La violenza delle forme di repressione della polizia rappresentano un ulteriore elemento di novità rispetto agli anni precedenti, a rappresentazione, forse, della contraddizione insita in un paese che afferma di intraprendere la via della decarbonizzazione e che, allo stesso tempo, ammette e richiede l’uso di forme di repressione sempre più violente per la difesa degli interessi capitalisti. Tutti i finger sono stati sgomberati, numerosissime le cattle (il meccanismo per cui la polizia circonda le attiviste e gli attivisti, impedendo così ogni movimento), vari arresti mirati, cioè delle figure chiave nell’organizzazione dei singoli finger, e, in generale, si è visto l’uso della forza non solo contro gli attivisti, ma anche contro i giornalisti. Se nell’elenco appena descritto la differenza con gli anni precedenti va rilevata nel grado di violenza, il caso della repressione del silver finger è totalmente inedito. Una volta sgomberati, infatti, gli attivisti e le attiviste sono state caricate su tre differenti autobus, la cui destinazione originaria avrebbe dovuto essere una caserma di polizia per l’identificazione. Ma così non è stato. Gli attivisti sono invece stati portati in due zone totalmente differenti e lontane: un gruppo in una località al confine con l’Olanda, l’altro a Duisburg, cioè a circa due ore di strada da Bonn, città in cui si trovavano la maggior parte degli alloggi degli attivisti. Allontanamento, quindi, e divisione del gruppo degli attivisti internazionali, che sono stati scaricati dagli autobus senza alcuna indicazione e nel cuore della notte, quando ormai non era più possibile prendere alcun treno per tornare indietro. Fortunatamente, e anche in questo caso si è vista l’ottima organizzazione di un movimento come Ende Gelände, sono stati prontamente disposti degli autobus per far tornare a casa gli attivisti.

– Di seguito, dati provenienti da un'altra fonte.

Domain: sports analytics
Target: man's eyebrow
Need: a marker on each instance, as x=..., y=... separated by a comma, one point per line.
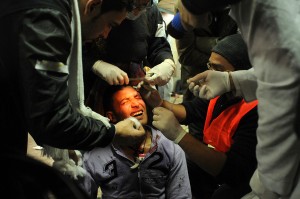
x=114, y=24
x=126, y=98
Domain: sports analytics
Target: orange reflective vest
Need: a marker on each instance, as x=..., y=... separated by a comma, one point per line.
x=219, y=132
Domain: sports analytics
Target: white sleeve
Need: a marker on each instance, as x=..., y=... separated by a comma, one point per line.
x=245, y=84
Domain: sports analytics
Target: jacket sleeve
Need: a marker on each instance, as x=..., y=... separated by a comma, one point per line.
x=198, y=7
x=46, y=37
x=178, y=186
x=159, y=47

Nonostante le difficoltà, la giornata di blocco va letta come un grandissimo successo. Con i loro corpi, le attiviste e gli attivisti hanno bloccato il capitalismo fossile; nell’organizzazione dei finger hanno messo in pratica la cura e l’intersezionalità che vorremmo vedere alla base di una società che persegue la giustizia climatica; nelle modalità e nel raggiungimento degli obiettivi sono stati esplicitati vari punti della lotta climatica. Come ogni anno, Ende Gelände ha dimostrato che una lotta comune e internazionale è non solo possibile, ma anche necessaria. E questa non è una scelta, ma un bisogno.